Excluding Title funding, special education, and everything except for the services provided at each school, the cost of providing the basic general education services at the smallest elementary school in Lawrence this year is $7,150 per student, according to a recent budget presentation. For the second smallest school, the cost is $6,605.
“That is respectively $2,444 per student, and $1,899 per student more than we are given for this by the state to provide those services for each of those students,” Kimball said. “That’s real. That is real, and it’s a gigantic challenge.”
Enrollment
The district’s enrollment forecast that they used for the 2013 bond “did not come to pass,” Kimball said. The bond planning assumed a 1% annual growth rate, and although enrollment did grow from 2010 to 2018, it began to really decline — by about 300 students — at the beginning of the 2019 school year, well before the pandemic hit.
Because the district used almost all of its reserve fund between 2011 and 2020 to pay for ongoing costs, Kimball said, “we did not have reserve funds to address the loss in funding that was caused by the decline in enrollment that we’ve experienced starting in 2019.”

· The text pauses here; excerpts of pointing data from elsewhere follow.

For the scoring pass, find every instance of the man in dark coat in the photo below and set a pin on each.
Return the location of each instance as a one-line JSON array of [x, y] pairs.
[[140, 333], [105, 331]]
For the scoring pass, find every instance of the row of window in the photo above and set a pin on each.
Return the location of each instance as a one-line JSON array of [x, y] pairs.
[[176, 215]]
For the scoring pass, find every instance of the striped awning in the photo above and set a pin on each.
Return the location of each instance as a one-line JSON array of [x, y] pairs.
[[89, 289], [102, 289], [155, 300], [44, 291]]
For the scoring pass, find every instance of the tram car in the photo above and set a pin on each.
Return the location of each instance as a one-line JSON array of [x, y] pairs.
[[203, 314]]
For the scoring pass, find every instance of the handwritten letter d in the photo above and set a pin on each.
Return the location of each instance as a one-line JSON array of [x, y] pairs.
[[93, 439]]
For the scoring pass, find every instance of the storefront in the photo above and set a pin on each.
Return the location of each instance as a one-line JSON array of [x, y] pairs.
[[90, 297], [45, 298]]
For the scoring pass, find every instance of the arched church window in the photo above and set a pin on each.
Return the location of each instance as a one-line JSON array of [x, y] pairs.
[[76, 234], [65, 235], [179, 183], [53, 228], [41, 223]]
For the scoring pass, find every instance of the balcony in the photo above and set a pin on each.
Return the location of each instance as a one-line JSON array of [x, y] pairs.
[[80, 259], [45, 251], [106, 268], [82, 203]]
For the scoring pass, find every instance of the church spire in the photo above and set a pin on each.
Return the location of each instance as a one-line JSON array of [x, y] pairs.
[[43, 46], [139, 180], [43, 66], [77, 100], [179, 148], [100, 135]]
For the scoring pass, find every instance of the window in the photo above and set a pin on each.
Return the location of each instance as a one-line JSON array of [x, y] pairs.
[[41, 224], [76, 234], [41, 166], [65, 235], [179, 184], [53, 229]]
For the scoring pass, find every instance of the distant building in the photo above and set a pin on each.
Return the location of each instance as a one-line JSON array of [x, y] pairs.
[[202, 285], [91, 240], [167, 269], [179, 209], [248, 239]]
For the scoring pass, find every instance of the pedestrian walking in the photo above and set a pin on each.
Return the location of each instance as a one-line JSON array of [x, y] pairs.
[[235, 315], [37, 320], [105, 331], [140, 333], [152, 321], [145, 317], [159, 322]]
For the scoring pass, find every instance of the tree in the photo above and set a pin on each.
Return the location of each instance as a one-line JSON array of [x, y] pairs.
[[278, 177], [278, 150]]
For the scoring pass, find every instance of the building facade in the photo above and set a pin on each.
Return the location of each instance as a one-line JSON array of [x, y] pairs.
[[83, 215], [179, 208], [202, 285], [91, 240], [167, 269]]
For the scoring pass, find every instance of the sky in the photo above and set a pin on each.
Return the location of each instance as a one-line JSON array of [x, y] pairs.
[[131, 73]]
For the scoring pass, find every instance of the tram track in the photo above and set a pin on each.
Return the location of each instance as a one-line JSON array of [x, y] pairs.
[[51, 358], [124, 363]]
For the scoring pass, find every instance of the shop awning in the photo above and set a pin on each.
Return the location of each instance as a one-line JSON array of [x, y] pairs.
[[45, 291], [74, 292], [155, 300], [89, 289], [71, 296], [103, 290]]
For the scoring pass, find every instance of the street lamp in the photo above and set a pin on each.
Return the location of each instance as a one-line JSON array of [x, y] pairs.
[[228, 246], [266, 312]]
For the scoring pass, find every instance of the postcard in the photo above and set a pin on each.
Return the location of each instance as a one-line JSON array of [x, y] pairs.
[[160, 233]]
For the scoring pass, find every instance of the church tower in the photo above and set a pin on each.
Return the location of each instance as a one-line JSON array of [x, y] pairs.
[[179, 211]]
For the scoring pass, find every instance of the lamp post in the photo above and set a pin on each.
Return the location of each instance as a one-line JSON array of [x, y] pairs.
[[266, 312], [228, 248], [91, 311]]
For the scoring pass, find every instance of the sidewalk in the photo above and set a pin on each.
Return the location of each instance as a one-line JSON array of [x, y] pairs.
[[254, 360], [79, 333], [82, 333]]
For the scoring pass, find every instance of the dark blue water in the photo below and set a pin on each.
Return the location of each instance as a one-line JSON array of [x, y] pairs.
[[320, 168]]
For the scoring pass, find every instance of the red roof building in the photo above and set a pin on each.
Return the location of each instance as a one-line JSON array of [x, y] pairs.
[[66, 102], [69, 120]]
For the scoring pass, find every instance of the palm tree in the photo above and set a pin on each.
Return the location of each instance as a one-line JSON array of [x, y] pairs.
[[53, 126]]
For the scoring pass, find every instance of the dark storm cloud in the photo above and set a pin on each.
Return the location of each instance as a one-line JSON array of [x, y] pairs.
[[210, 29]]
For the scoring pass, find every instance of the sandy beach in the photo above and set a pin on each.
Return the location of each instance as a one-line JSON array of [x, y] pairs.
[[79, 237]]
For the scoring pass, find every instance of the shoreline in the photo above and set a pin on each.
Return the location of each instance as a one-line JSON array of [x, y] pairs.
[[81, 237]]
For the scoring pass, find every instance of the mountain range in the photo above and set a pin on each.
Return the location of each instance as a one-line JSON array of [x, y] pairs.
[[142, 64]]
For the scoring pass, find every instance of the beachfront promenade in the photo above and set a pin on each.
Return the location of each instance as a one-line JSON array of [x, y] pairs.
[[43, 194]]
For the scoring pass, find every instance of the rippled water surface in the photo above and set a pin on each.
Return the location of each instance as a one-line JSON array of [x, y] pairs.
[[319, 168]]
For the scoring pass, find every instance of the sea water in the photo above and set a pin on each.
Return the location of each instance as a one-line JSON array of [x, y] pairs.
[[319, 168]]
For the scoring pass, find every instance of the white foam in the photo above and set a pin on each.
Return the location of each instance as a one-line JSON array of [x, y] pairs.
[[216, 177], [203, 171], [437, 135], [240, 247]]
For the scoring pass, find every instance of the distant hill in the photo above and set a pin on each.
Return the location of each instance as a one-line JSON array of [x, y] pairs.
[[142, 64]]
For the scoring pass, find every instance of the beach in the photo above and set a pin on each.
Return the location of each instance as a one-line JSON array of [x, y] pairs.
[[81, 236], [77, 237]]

Additionally, declining birth rates in Douglas County project incoming kindergarten classes to be smaller than outgoing senior classes, which means future cuts, she said.
This, she said, is most of the estimated $3.85 million in necessary budget cuts that the board has been discussing. The district is legally required to balance its budget before the beginning of the fiscal year, on July 1.
Paying teachers fairly
“Even if we didn’t have to make cuts to our budget because of the enrollment issues and the funding, our community has made very clear that its expectation is that we work on teacher and classified staff compensation. I wholeheartedly agree that we must do so,” Kimball said.
Despite small raises over the past few years when they were possible, Kimball said Lawrence has fallen behind surrounding districts. She said she recently spoke to a certified staff member who left the district at the end of last year. They were offered $14,000 more to do the exact same job in a nearby district.
“That is real, it’s untenable, and frankly is unsustainable for the future of the quality of education that we provide in our district.”
Despite those facts and the need to stay competitive, it is expensive to do so. Each 1% increase in wages means an $825,000 expenditure, Kimball said.
“That’s the reason why we are talking about more than $3.85 million. Because if we don’t talk about more than $3.85 million, we have $0 to commit to any staff increases in wages for the upcoming year.”
That’s how the district got to the current discussions, she said.
“None of us could have anticipated the pandemic and the impacts that it would have on those decisions, but it has exacerbated some things that have been going on for well over a decade in our district.”
In closing, Kimball again emphasized the declining birth rate and enrollment trends the district is facing, saying “these are trends that we have to come to terms with” and that the district must “adjust our operations to address them.”
“That might mean closing buildings; it might mean making really painful and extensive cuts through our programs, changing the way that we assign staff,” Kimball said. “It might mean all of those things or just some of those things, but regardless of which of the painful options the board has to consider and ultimately choose, it’s my personal belief that ignoring the financial realities that I’ve just described is not going to help us, and it will actually lead to further harm – both to the quality of education that we are able to provide to all of our students throughout our district, as well as to the future financial soundness of our district as an institution.”